The letter written and signed by MIT faculty similarly argue against the SUSTech charge, stating that, “Singling [Chen] and his research group out as the ‘sole’ recipient is simply wrong. The partnership with SUSTech was approved and overseen by MIT at the highest levels.”

The criminal indictment of days later did not mention the $19 million fund despite its prominence in the criminal complaint, according to The New York Times.

For many, Chen’s arrest and indictment signal an alarming trend away from open scientific inquiry, thus stymieing scientific and technological progress and innovation. In an article for The Conversation, Associate Professor at Ohio State University Caroline Wagner wrote, “Scrutinizing Chinese researchers as if their actions automatically deserve suspicion threatens to poison the relationship between the U.S. and China, the rising world power in science and technology. I contend that cutting off this relationship makes the American innovation system more vulnerable, not safer.”

Wagner continued on to acknowledge the role of global communication with research, noting, “One-third of Nobel Prizes awarded to U.S.-based scientists have gone to immigrants. People who spend time in the U.S. and later return home often continue to link to their American counterparts, creating a global network of connections with broad global (and national) benefits.”

It is this complex network of international researchers and communication that crosses borders that both fosters innovation and complicates issues of national security.

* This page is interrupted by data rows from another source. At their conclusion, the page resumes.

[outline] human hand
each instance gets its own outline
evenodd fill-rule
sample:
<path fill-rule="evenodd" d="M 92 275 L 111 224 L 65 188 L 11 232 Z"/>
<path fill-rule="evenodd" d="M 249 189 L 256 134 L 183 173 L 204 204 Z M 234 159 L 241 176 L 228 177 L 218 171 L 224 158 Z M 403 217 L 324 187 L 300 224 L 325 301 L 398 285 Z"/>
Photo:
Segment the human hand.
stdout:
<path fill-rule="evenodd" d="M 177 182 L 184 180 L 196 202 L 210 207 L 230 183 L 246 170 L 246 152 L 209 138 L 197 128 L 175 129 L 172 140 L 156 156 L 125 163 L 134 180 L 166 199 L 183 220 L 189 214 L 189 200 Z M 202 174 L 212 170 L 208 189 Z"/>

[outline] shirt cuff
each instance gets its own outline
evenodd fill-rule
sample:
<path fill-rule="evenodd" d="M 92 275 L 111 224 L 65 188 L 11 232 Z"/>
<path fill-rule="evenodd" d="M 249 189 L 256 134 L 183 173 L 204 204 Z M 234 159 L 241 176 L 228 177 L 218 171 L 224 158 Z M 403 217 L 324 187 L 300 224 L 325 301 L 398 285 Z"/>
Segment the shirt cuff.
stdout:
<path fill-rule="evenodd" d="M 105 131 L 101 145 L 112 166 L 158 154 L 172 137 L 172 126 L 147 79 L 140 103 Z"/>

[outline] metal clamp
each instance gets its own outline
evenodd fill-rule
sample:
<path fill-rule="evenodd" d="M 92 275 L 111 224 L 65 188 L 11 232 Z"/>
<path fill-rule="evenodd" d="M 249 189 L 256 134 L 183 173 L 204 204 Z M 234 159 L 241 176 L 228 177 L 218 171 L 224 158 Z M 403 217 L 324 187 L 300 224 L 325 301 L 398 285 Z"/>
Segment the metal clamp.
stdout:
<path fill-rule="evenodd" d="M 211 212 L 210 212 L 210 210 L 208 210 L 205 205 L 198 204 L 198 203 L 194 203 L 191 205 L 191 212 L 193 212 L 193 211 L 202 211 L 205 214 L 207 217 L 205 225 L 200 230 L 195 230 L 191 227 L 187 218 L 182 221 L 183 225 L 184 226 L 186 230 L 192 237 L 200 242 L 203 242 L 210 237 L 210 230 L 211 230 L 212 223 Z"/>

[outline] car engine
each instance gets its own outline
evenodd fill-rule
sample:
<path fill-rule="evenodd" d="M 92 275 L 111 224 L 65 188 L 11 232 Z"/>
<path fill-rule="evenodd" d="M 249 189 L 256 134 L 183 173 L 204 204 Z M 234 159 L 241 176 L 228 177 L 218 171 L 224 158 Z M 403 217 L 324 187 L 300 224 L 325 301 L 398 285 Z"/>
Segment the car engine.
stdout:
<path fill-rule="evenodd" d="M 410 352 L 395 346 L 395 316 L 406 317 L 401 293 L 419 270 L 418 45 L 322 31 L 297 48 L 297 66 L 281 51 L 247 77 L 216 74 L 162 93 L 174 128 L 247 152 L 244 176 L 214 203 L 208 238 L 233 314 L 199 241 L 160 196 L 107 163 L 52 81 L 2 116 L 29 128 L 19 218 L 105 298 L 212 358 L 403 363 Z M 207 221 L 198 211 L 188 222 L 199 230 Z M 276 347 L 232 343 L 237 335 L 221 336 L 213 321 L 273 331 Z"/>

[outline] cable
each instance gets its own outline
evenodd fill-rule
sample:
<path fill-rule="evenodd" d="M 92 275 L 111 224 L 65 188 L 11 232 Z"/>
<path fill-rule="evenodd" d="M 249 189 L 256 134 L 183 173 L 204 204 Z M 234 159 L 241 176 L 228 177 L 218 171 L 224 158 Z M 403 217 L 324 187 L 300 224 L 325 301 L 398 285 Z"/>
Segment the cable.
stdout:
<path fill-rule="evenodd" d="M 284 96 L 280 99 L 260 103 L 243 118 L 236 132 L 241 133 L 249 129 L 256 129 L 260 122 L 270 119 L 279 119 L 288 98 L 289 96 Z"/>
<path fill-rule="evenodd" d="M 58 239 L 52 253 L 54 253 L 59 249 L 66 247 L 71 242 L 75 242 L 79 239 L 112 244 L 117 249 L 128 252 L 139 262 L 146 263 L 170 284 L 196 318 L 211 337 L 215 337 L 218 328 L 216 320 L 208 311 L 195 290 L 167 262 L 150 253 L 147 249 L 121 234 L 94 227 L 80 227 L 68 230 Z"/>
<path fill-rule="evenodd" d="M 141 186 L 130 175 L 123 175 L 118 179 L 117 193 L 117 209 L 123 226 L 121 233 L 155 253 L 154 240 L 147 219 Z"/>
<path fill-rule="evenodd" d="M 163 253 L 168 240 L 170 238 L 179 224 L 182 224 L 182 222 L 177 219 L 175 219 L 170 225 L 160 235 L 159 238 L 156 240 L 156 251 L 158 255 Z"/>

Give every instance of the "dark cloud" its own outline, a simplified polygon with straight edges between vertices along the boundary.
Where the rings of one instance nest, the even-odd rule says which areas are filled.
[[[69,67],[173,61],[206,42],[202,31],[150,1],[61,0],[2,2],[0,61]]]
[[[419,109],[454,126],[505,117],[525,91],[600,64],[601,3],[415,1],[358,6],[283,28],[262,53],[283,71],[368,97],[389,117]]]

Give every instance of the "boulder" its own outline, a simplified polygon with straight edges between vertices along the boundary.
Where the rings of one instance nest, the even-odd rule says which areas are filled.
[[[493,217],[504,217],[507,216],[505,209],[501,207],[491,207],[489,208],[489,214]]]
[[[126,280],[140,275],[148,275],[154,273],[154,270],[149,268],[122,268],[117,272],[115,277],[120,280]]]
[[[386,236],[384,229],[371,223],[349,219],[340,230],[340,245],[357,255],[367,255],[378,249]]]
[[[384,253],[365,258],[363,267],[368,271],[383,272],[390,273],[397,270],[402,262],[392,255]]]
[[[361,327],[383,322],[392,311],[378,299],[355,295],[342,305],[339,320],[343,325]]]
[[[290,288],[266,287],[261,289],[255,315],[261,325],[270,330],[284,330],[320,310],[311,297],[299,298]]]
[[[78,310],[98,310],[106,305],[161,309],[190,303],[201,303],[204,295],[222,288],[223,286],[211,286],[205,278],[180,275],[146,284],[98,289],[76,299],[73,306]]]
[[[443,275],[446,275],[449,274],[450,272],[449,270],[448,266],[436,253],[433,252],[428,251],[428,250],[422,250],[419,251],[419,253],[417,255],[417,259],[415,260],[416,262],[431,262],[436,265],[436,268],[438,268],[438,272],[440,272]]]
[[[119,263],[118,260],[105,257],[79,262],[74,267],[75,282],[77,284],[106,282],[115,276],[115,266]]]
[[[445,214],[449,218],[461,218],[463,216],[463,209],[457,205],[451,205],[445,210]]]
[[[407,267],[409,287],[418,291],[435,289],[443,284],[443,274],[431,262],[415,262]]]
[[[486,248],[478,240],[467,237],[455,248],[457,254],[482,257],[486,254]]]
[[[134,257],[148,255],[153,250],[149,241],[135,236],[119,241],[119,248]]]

In an interview with Chemistry World, Materials Science Professor at MIT Yoel Fink said, “Because America’s competitiveness depends so heavily on scientific and technological talent from abroad, its national security is harmed by the message that the US government will question the loyalty of foreign scientists.”

With a new administration in the White House, Fink has hopes for a shift away from the era of the Trump administration’s China Initiative. “We have an opportunity to reset the dialogue … to not be adversarial but to actually work with the feds to increase the competitive-edge of the country,” Fink said.